In software development, the context of a developer can be viewed as a rich 
and complex network of elements across different dimensions that are not limited 
to the work developed on an IDE (Integrated Development Environment). Due to 
the difficulty on approaching such challenge, there is not a unique notion of what 
it really covers and how it can be truly exploited. With the increasing dimension 
of software systems, software development projects have grown in complexity 
and size, as well as in the number of functionalities and technologies involved. 
During their work, software developers need to cope with a large amount of 
contextual information that is typically not captured and processed in order to 
enrich their work environment. 

Our aim is the definition of a software developer context model that takes 
into account all the dimensions that characterize the work environment of the 
developer. We propose that these dimensions can be represented as a layered 
model with four main layers: personal, project, organization and domain. Also, 
we believe that a context model needs to be analyzed from different perspectives: 
capture, modeling, representation and application. This way, each layer of the 
proposed context model will be founded in a definition of what context capture, 
modeling, representation and application should be for that layer. 

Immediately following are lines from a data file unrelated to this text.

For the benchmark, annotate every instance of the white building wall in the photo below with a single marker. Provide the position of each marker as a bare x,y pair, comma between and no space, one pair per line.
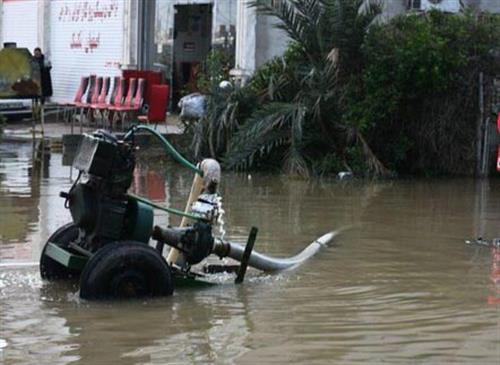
20,23
86,37
270,42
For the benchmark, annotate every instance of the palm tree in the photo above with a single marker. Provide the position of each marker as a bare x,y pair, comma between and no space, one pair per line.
301,111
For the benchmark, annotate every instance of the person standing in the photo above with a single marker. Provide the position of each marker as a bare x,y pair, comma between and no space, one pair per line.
45,79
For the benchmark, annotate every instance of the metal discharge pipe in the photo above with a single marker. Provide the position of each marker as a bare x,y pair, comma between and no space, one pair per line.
270,264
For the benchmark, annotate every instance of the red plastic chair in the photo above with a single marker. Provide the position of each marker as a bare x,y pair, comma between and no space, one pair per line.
97,107
69,107
158,103
119,110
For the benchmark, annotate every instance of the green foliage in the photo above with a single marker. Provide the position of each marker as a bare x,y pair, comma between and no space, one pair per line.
225,109
353,94
418,96
3,120
298,119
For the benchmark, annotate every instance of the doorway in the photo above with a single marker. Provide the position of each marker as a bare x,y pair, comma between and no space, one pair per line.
192,43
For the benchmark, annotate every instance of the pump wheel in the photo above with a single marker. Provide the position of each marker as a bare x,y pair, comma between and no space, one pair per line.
50,269
126,269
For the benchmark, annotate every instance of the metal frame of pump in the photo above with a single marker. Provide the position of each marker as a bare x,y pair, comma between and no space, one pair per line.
190,244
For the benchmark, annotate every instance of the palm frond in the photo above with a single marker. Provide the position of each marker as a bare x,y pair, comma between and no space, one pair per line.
274,125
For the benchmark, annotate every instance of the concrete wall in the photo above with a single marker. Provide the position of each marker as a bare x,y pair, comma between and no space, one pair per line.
396,7
270,42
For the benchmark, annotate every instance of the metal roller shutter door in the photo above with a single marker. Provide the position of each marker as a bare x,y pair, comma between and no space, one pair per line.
86,37
20,23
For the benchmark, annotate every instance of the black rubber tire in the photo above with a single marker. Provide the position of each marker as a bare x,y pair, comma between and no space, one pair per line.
50,269
126,269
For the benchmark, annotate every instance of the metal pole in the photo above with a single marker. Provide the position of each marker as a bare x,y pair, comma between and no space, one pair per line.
480,128
42,117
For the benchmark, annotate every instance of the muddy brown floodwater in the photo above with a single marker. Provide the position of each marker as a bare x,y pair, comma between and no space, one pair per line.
399,287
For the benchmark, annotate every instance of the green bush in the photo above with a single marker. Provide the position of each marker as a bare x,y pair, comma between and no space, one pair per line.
418,103
3,120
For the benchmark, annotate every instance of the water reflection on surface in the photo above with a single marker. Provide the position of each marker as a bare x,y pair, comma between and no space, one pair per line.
399,287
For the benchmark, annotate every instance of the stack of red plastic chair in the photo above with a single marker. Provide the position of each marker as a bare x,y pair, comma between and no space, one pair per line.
92,96
132,104
157,105
96,108
69,108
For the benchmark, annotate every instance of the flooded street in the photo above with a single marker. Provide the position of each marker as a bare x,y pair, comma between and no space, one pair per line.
398,286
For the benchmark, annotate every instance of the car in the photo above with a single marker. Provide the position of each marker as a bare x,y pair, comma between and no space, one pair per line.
15,108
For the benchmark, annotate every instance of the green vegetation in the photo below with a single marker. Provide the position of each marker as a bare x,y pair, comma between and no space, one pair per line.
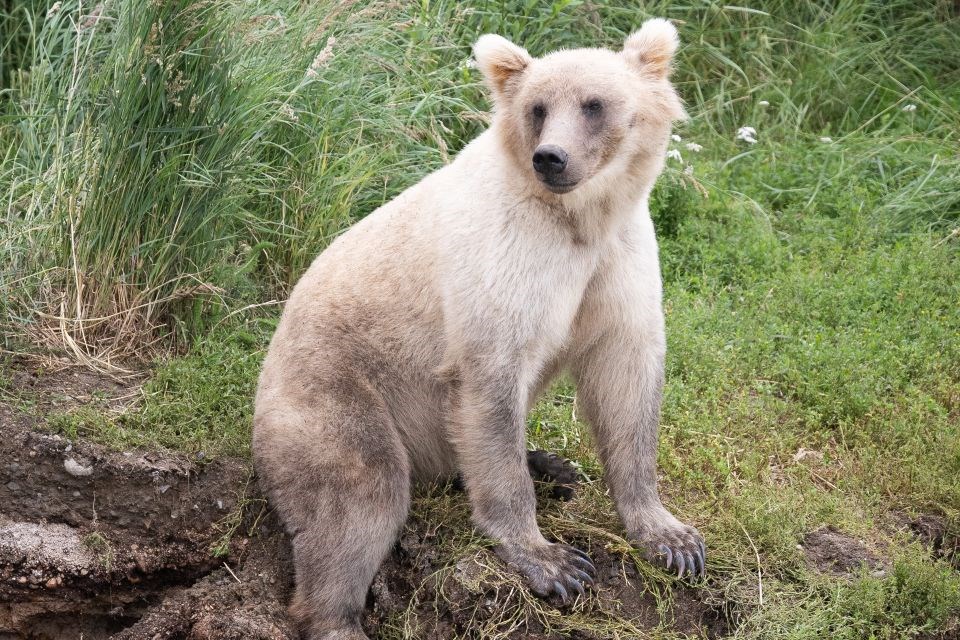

This work is especially focused on the project layer of the software developer 
context model. We give a definition of what the context model encompasses at 
the project layer and present some experimental work on the context capture 
perspective. 

The remaining of the paper starts with an overview of the software developer 
context model we envision. In section [3] we describe the current work on context 
capture, some preliminary experimentation and the prototype developed. An 
overview of related work is given in section [4] Finally, section [5] concludes the 
paper and point out some directions for future work. 

2 Context Model 

The software developer context model we propose takes into account all the 
dimensions that comprise the software developer work environment. This way, 
we have identified four main dimensions: personal, project, organization and 
domain. As shown in figure [T] these dimensions form a layered model and will 
be described from four different perspectives: context capture, context modeling, 
context representation and context application. 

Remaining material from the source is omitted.